Global equity markets continued to retreat on Monday as further evidence of the impact of the financial crisis on corporate profits outweighed slightly better than forecast US retail sales data.
The weekend meeting of the Group of Seven leading industrialised nations in Washington initially provided support for the dollar, although the US currency’s rebound proved short-lived.
There was further disappointment on the corporate earnings front on both sides of the Atlantic.
In the US, Wachovia reported a surprise first-quarter loss, slashed its dividend and said it planned job cuts. The bank also said it planned to raise $7bn to bolster its balance sheet.
Meanwhile, Dutch conglomerate Philips unveiled a steep drop in first-quarter profits and warned of slowing growth in mature markets due to the credit crunch.

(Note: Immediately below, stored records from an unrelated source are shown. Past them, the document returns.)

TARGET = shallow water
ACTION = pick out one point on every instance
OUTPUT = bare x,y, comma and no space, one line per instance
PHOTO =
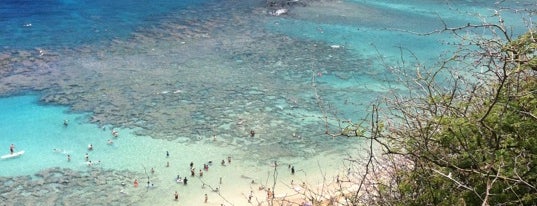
195,77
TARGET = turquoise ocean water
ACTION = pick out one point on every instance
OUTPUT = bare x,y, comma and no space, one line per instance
194,78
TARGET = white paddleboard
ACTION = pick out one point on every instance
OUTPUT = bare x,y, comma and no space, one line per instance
15,154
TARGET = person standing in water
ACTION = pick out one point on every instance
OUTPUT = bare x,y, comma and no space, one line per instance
11,148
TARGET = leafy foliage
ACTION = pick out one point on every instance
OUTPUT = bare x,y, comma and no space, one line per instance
475,142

The grim results came hard on the heels of Friday’s dire figures from US industrial bellwether General Electric and data showing that US consumer confidence had slumped to a 26-year low.
Peter Dixon, economist at Commerzbank, noted that GE’s figures came just a day after US retailer Wal-Mart increased its first-quarter earnings estimate, raising the question of whether the US consumer was in as much trouble as had been feared.
“One interpretation of the Wal-Mart figures is that since consumers are finding their income squeezed by rising food and energy prices, they are switching to cheaper alternatives for basic purchases,” Mr Dixon said.
The theme of uncertainty continued on Monday as figures showed that headline US retail sales unexpectedly rose 0.2 per cent last month – against expectations of an unchanged reading – with sales excluding autos edging up 0.1 per cent.
But Julian Jessop at Capital Economics said the fact that the data beat the markets’ low expectations should not distract from the bigger picture.
“Consumer spending is already soft, and the slump in consumer confidence suggests it will weaken further,” Mr Jessop said.
“Equity markets are probably right to expect the US to recover in the second half of the year, but this faith is not yet shared by the very people who will have to do the spending to lift the economy out of recession.”
There was little sign on Monday of equity markets recovering from last week’s sell-off. In New York, the S&P 500 index closed 0.3 per cent lower and the Nasdaq Composite lost 0.6 per cent. The pan-European FTSE Eurofirst 300 fell 0.8 per cent.
Asian stocks suffered deeper losses as investors got their first chance to react to GE’s figures. In Tokyo, the Nikkei 225 fell 3.1 per cent and Hong Kong shed 3.5 per cent. In Shanghai, the Composite index tumbled 5.6 per cent as property stocks were hit by concerns that the authorities might move to curb rising real estate prices.
Government bonds were mixed. The yield on the 10-year Treasury was up 4bp at 3.51 per cent and the 10-year Bund yield was down 3bp at 3.89 per cent.
The steep slide in Tokyo stocks sent the 10-year Japanese government bond down 4bp to 1.33 per cent.
On the currency markets, the dollar gave back an early advance as concerns about the US economic outlook offset the weekend’s G7 communiqué, which expr-essed concern about recent sharp movements in major currencies and their implications for economic and financial stability.
“The mild tone of the statement suggests that G7 is not ready for dollar intervention at this stage,” said Goldman Sachs.
“Nevertheless, the change in the statement does provide some clarification that we are getting closer to a situation where dollar weakness becomes undesirable for the G7 and where co-ordinated intervention becomes a real possibility.”
In commodities, the benchmark US oil price closed at a record high of $111.76 a barrel, up $1.62, and was near last week’s intra-day high of $112.21 amid concerns about supply disruptions.
Gold recovered from an early decline as the dollar relinquished an early advance.
There were signs of continued stress in the money markets, with three-month sterling and euro Libor rates edging up, the latter to its highest level since December 27.